Authoring blog posts in Obsidian

I’m using Gitea, Drone, and Hugo to watch for commits to my Obsidian vault, extract blog posts, and publish them to one of my servers. I run my stuff on Digital Ocean droplets, and I use Caddy for serving static sites.

Why does it work?

it’s cheap, fast, and simple. Self-hosting means I have more control over what gets published.
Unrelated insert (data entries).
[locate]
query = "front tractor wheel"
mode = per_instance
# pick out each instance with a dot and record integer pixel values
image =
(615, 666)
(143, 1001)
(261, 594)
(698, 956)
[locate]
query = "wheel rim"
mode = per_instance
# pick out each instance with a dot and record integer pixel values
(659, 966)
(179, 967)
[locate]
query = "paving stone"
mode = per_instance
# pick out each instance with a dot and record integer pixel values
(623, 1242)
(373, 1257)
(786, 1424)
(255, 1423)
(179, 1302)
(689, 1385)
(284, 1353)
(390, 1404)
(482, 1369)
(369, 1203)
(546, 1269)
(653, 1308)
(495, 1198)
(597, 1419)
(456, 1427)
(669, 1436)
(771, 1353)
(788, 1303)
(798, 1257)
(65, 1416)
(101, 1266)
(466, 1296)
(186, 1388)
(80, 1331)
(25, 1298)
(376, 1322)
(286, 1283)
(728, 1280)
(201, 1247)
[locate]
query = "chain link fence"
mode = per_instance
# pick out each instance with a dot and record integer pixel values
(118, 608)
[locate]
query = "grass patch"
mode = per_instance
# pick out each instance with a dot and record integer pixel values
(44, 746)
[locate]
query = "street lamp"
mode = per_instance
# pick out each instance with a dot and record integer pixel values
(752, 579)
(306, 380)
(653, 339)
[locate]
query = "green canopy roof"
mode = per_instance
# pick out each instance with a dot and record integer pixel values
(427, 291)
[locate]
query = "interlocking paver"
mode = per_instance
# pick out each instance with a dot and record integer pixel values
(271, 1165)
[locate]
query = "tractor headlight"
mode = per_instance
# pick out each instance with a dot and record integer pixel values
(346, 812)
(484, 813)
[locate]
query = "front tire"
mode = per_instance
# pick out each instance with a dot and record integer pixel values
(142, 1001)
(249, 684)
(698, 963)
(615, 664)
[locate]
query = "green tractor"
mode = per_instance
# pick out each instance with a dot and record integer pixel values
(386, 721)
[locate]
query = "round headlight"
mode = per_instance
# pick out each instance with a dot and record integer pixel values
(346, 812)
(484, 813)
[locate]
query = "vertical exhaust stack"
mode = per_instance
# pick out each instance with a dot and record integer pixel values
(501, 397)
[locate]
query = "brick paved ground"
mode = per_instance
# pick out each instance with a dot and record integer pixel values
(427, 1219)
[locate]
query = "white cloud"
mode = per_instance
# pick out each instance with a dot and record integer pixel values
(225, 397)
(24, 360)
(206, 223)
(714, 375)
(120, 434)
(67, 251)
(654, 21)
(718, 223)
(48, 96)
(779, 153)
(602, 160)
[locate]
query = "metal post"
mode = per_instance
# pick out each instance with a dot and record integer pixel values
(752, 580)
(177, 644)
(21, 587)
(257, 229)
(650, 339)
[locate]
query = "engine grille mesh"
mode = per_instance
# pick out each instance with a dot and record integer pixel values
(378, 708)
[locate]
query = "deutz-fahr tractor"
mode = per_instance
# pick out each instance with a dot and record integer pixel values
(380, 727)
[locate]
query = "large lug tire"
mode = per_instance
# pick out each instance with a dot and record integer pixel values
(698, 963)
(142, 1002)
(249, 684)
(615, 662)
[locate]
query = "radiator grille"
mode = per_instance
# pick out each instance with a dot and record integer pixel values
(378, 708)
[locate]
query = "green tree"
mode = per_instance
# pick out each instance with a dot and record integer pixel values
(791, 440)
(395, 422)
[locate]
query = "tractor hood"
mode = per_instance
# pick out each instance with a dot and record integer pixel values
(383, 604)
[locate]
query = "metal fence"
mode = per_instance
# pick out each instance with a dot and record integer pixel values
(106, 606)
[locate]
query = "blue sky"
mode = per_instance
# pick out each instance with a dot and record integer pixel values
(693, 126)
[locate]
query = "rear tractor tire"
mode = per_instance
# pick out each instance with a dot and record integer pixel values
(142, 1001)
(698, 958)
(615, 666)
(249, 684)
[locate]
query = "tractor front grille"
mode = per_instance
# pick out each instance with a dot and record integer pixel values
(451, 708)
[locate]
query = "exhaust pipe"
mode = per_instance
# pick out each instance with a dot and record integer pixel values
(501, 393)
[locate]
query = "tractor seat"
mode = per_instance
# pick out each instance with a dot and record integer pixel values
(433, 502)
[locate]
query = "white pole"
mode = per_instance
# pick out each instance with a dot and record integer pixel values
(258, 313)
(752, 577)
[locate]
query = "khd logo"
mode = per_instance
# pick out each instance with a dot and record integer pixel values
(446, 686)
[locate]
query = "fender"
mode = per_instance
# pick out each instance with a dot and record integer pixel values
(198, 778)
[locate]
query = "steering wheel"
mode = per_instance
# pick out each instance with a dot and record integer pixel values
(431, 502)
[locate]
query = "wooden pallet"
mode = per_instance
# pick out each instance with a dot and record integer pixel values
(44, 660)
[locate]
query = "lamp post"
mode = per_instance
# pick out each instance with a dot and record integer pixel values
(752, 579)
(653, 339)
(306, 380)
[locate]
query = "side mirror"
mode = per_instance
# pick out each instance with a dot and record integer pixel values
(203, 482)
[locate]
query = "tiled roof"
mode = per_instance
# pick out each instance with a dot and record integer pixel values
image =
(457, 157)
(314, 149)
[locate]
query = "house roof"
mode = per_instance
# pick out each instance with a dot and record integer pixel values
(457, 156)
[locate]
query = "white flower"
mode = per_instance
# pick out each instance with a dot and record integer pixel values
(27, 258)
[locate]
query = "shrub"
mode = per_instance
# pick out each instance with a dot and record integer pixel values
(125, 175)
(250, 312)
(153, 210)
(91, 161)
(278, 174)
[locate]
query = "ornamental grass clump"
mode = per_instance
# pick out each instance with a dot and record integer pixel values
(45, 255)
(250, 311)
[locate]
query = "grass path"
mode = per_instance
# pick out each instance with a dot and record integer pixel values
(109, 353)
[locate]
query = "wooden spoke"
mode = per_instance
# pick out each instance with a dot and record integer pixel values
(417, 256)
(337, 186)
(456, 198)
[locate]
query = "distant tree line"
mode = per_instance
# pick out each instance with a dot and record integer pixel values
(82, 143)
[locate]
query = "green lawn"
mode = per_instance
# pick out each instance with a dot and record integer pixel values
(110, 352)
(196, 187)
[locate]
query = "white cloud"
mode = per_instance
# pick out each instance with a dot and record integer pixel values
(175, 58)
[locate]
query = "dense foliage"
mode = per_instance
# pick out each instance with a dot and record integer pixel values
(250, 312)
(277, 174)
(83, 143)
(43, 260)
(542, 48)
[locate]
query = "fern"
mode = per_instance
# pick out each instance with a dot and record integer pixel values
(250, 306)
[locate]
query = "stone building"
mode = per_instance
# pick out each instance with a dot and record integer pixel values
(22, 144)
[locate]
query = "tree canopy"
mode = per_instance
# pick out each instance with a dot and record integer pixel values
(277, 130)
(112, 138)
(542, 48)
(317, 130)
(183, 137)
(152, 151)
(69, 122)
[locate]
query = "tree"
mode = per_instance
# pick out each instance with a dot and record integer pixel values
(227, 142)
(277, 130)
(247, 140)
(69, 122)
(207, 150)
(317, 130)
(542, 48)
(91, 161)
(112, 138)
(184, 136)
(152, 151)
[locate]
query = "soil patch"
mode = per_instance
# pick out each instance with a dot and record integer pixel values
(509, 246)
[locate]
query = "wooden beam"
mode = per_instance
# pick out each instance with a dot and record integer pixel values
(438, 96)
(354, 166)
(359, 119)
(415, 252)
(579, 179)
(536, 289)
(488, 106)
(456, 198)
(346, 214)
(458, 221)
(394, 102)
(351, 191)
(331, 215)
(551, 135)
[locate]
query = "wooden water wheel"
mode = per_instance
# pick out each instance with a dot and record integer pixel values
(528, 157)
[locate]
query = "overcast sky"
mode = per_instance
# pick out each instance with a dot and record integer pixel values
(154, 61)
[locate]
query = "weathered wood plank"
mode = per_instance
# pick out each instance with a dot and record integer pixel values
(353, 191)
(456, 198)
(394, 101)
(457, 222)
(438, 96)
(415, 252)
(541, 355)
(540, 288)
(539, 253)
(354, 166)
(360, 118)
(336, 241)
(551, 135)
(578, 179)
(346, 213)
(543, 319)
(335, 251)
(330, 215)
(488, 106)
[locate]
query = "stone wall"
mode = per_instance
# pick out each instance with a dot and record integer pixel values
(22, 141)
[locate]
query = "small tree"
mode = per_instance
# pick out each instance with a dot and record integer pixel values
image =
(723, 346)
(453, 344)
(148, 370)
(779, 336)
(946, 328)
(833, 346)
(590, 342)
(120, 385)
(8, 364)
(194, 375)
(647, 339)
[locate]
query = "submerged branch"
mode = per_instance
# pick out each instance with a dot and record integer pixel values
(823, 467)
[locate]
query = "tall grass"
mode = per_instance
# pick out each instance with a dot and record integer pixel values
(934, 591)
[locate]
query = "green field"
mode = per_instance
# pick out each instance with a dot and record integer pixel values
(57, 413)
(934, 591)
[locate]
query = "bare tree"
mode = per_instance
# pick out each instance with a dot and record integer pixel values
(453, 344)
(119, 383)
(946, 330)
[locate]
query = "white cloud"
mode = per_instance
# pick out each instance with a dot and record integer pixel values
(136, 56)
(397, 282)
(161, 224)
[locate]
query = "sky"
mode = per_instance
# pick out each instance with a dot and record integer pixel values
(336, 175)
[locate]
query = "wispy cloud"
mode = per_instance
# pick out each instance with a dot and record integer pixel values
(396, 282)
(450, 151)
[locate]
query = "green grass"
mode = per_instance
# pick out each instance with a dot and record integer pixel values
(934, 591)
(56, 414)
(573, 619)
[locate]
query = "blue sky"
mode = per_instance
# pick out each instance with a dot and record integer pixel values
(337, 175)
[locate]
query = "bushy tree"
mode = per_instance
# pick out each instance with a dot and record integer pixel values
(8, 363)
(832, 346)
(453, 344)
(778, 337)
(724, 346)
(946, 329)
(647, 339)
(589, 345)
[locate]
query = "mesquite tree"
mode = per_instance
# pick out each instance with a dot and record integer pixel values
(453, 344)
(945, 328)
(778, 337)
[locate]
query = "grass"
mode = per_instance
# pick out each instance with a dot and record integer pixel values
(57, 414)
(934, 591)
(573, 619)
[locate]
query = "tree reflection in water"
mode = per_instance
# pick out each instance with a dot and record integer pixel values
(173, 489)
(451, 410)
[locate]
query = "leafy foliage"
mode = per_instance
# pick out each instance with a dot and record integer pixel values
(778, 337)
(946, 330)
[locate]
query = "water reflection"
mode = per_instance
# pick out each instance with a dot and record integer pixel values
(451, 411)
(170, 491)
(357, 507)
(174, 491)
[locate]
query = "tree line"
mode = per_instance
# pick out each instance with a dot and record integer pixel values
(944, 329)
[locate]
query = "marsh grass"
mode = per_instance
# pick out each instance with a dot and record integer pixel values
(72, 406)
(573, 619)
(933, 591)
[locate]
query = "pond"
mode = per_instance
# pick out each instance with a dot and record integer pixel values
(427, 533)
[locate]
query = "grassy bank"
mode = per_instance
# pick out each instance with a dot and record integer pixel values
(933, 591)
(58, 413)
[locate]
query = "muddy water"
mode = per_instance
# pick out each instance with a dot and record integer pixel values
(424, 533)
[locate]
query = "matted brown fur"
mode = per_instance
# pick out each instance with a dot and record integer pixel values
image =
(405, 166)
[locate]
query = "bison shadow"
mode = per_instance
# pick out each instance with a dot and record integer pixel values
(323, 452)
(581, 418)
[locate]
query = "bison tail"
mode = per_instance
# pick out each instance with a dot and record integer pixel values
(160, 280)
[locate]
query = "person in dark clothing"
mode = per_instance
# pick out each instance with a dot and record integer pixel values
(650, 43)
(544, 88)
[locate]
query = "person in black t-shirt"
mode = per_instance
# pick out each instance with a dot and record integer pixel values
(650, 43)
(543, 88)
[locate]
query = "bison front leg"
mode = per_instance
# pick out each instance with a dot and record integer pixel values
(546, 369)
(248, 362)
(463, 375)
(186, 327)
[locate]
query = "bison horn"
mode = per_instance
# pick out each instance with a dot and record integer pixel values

This could all be accomplished with Github Actions, but I’d have to have separate vaults/repositories for public vs private content or I’d have to just make all my notes public.

Why doesn’t it work?

My original selection of pipeline images and commands was inefficient, incurring unnecessary network traffic and relying on third party package mirrors that suddenly started performing very badly.

Another important detail is media: the directory structure for my Obsidian vault and my site are very different.

I want to write blog posts with screenshots, media files, and more. Obsidian lets you drag and drop attachments, or link them manually with links in the form ![[path/to/attachment.png]]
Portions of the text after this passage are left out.